Читать онлайн
Русский Мисопогон. Петр I, брадобритие и десять миллионов «московитов»

1 отзыв
Евгений Акельев
Русский Мисопогон. Петр I, брадобритие и десять миллионов «московитов»

Размышляя, нашел я и иные ужасные свои деяния. Ибо пришел я в свободный город, который не мог выносить запущенных волос, а я начал ходить небритым, с длинной бородой, как те люди, что лишены парикмахеров.

Юлиан. Мисопогон («Ненавистник бороды»), 363 г.

Апология «мелкотемья» (вместо введения)

Борода – волосяной покров на нижней части лица.

Толковый словарь русского языка под ред. Д. Н. Ушакова, 1935 г.

А я и жив не хочу быть, если у меня бороду обрить.

Изречение крестьянина деревни Малые Горки Костромского уезда Дениса Семенова, 1705 г.

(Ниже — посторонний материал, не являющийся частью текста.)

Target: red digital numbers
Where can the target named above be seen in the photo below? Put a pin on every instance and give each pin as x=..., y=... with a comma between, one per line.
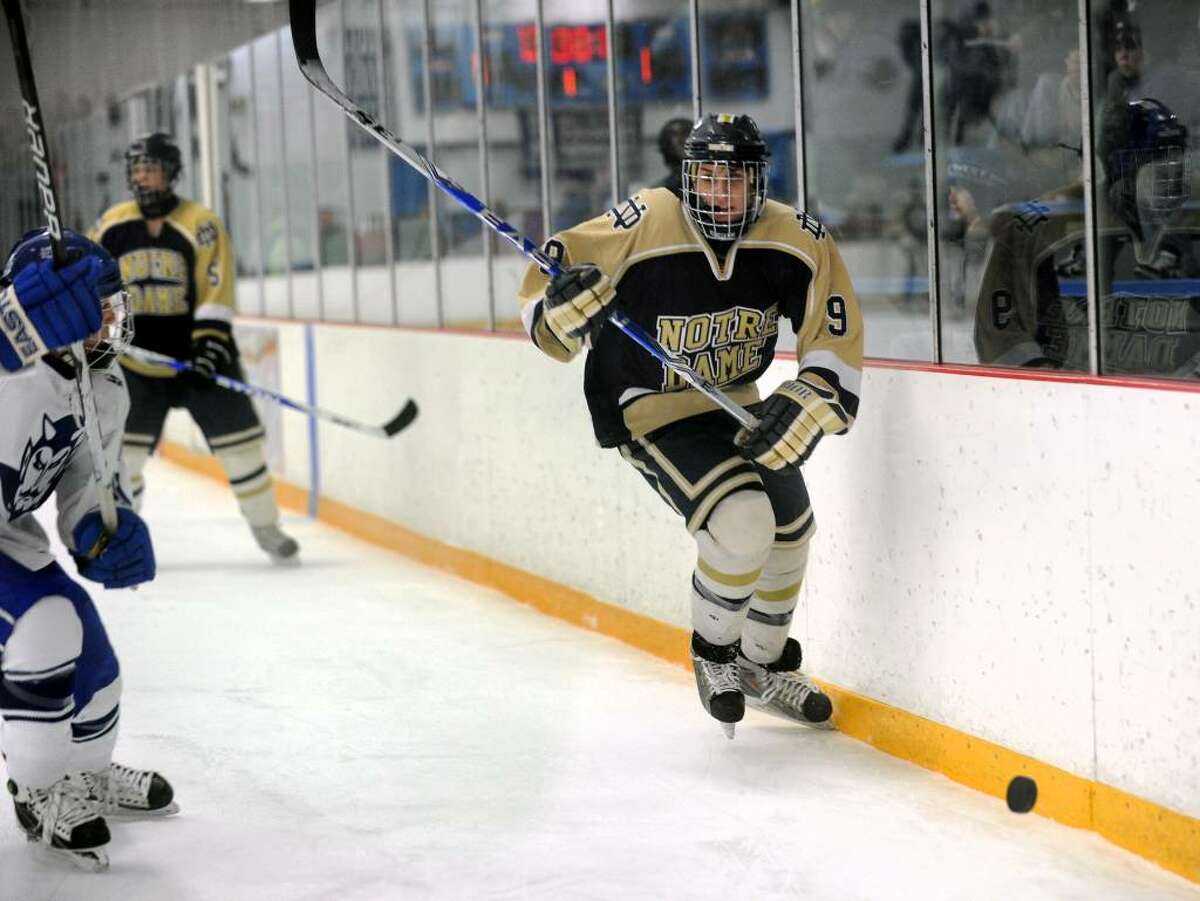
x=569, y=44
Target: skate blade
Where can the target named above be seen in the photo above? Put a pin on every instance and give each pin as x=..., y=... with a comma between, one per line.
x=827, y=726
x=94, y=860
x=127, y=814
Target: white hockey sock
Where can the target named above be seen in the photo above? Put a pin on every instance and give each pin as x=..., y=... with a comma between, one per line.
x=251, y=482
x=732, y=548
x=771, y=610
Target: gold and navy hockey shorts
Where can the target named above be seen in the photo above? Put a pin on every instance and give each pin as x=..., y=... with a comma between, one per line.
x=694, y=463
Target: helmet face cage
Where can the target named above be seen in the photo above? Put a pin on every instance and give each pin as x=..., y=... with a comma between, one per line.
x=115, y=332
x=724, y=197
x=154, y=150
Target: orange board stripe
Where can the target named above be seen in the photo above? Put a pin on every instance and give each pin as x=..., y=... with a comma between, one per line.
x=1165, y=836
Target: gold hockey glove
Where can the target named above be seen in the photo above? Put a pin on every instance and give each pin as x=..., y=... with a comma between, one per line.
x=576, y=304
x=791, y=422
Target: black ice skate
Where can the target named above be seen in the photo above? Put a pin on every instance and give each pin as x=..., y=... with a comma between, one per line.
x=279, y=545
x=129, y=793
x=781, y=689
x=67, y=818
x=717, y=680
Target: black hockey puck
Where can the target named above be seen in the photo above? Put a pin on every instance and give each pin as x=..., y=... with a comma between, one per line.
x=1023, y=794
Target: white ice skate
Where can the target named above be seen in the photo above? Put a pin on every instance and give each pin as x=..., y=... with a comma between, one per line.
x=129, y=793
x=66, y=818
x=783, y=690
x=280, y=546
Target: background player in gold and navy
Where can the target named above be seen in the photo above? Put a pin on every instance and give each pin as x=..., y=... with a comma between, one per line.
x=1033, y=296
x=178, y=264
x=709, y=276
x=60, y=682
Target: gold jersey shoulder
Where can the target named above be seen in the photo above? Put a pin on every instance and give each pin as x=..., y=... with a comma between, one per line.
x=196, y=221
x=787, y=229
x=649, y=223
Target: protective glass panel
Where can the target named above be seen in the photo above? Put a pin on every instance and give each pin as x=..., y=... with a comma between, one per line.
x=333, y=179
x=1009, y=196
x=653, y=59
x=364, y=70
x=865, y=162
x=239, y=169
x=300, y=180
x=1147, y=120
x=514, y=156
x=745, y=66
x=269, y=122
x=576, y=49
x=409, y=191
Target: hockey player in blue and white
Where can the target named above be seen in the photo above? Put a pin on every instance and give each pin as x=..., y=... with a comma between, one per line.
x=59, y=678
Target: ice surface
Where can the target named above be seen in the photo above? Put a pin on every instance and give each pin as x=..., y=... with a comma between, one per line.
x=360, y=727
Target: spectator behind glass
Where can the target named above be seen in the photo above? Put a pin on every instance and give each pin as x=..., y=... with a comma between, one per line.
x=671, y=138
x=1033, y=299
x=979, y=71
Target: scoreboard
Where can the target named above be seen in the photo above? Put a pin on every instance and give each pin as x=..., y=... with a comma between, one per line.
x=652, y=61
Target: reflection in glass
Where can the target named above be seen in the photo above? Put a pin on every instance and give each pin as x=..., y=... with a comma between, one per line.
x=865, y=160
x=239, y=170
x=576, y=54
x=270, y=163
x=653, y=92
x=333, y=184
x=409, y=191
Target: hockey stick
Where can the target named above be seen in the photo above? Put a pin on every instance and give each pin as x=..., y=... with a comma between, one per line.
x=304, y=40
x=397, y=424
x=40, y=148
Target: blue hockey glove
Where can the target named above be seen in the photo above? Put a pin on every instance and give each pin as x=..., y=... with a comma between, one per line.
x=576, y=304
x=129, y=557
x=60, y=306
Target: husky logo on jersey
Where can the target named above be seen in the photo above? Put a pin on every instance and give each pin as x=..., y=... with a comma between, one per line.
x=721, y=347
x=810, y=224
x=207, y=234
x=628, y=215
x=41, y=466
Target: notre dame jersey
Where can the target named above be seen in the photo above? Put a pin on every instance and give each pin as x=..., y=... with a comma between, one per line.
x=1033, y=298
x=180, y=282
x=720, y=316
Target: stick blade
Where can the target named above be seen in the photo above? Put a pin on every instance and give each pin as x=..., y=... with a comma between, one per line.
x=402, y=420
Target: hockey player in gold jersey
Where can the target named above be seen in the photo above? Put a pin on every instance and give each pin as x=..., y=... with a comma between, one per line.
x=177, y=260
x=711, y=276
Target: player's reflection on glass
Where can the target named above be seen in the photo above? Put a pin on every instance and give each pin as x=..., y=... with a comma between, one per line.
x=1033, y=299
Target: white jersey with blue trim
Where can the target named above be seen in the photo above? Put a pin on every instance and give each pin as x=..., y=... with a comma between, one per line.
x=43, y=450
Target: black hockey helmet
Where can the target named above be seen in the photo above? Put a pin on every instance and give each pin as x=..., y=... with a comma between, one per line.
x=1145, y=132
x=721, y=149
x=156, y=148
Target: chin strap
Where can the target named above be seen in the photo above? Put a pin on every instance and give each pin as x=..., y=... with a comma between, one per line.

В июле 362 г. византийский император Юлиан приехал в Антиохию, намереваясь закончить здесь приготовления к военному походу в Персию, а заодно лично поспособствовать восстановлению язычества в этом легендарном, населенном потомками древних эллинов городе. Торжественно встреченный, император-философ, старательно выставлявший напоказ стоическое презрение к роскоши и развлечениям, вскоре оказался в состоянии конфликта с горожанами, которые стали сперва осторожно, а потом и вызывающе насмешничать над его грубыми манерами, внешним видом, а в особенности над его длинной неухоженной бородой1. В конце концов Юлиан в марте 363 г. решил покинуть город и больше в него никогда не возвращаться, о чем объявил горожанам оригинальным образом: император адресовал им сатиру, якобы направленную против себя самого, но в действительности исподволь обличавшую самих антиохийцев2. По этому поводу Ф.-Р. Шатобриан писал: «В истории не было другого такого случая, чтобы человек, наделенный абсолютной властью, правитель, по одному знаку которого насмешников могли стереть с лица земли, удовлетворился тем, что ответил на пасквили памфлетом»3. Свою сатиру, а вместе с тем и сам происшедший казус Юлиан назвал «Мисопóгон» (Μισοπώγων) – «Ненавистник бороды»4.

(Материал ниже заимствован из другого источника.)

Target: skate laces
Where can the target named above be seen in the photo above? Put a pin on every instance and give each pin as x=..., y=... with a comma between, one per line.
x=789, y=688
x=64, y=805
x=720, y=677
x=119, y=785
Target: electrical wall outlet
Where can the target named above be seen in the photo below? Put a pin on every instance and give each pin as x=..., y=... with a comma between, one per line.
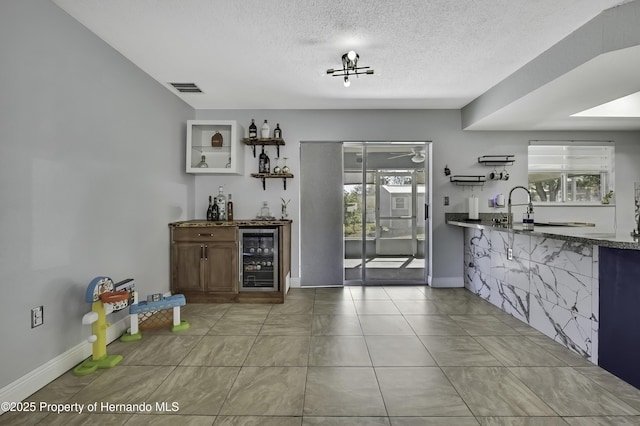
x=37, y=316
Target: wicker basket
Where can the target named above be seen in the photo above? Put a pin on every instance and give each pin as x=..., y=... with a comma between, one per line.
x=216, y=140
x=155, y=319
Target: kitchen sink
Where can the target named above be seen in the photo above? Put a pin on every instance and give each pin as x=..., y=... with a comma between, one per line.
x=564, y=224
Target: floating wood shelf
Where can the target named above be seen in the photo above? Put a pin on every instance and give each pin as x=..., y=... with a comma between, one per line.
x=265, y=176
x=496, y=160
x=268, y=141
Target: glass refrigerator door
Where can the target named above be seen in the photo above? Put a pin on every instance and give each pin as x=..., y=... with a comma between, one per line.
x=259, y=260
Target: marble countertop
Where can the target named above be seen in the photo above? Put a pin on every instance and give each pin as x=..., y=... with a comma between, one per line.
x=620, y=240
x=242, y=222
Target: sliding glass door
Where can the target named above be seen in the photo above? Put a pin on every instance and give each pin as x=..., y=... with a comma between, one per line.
x=385, y=212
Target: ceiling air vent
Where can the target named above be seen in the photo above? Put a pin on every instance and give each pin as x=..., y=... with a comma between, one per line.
x=186, y=87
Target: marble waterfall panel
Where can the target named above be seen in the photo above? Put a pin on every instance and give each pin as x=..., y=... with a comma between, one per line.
x=477, y=262
x=550, y=284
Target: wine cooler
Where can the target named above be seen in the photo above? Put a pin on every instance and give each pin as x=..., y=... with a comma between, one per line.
x=258, y=259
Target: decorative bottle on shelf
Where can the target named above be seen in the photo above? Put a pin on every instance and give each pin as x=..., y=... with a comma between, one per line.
x=203, y=162
x=267, y=162
x=221, y=202
x=214, y=212
x=210, y=210
x=262, y=158
x=253, y=130
x=265, y=130
x=229, y=209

Спустя века «Мисопогон» (если под этим названием понимать конфликт властителя и его подданных по поводу брадоношения) повторился, но в совершенно ином историческом контексте и как бы наоборот. В конце августа 1698 г. русский царь Петр I вернулся в Москву из путешествия по странам Западной Европы. Пришедшие поздравить его с возвращением бояре были шокированы неожиданной выходкой: взяв в руки ножницы, государь принялся резать их длинные холеные бороды. С этого момента Петр не желал видеть бородачей в своем окружении. Некоторое время спустя последовали царские указы, предписывавшие обязательное брадобритие для большинства мужского населения Московского царства. Знаменитый преобразователь России вел борьбу с брадоношением в империи до конца своих дней: последние распоряжения по этому поводу были сделаны им в середине ноября 1724 г.5, всего за пару месяцев до его тяжелой болезни и смерти. Видимо, в истории не было других таких случаев, когда наделенный абсолютной властью правитель на протяжении четверти века осуществлял столь жесткое преследование бороды в своем государстве. Эта книга посвящена исследованию Русского Мисопогона.

1

Н. И. Павленко в своей классической биографии «Петр I», изданной в серии «Жизнь замечательных людей» в 1975 г. и с тех пор выдержавшей девять изданий, характеризуя царскую инициативу о введении обязательного брадобрития, выражает некоторую досаду и удивление оттого, что ему приходится, вслед за своим героем, уделять так много внимания столь «ничтожному изменению внешности русского человека»6. Действительно, вся эта история с брадобритием при Петре сегодня кажется неким историческим анекдотом, вряд ли достойным серьезного научного изучения. Автор этой книги, когда рассказывал о предмете своего исследования, не раз наблюдал на лицах собеседников снисходительную улыбку или выражение недоуменного разочарования. Некоторые благожелательные коллеги прямо выражали неодобрение длительному увлечению столь странной и вряд ли достойной серьезного ученого темой. «Конечно, можно написать одну статью, но не книгу!» – говорили одни7. «Это недиссертабельно», – констатировали другие. «Неужели ты не понимаешь, что это мелкотемье!» – восклицали третьи.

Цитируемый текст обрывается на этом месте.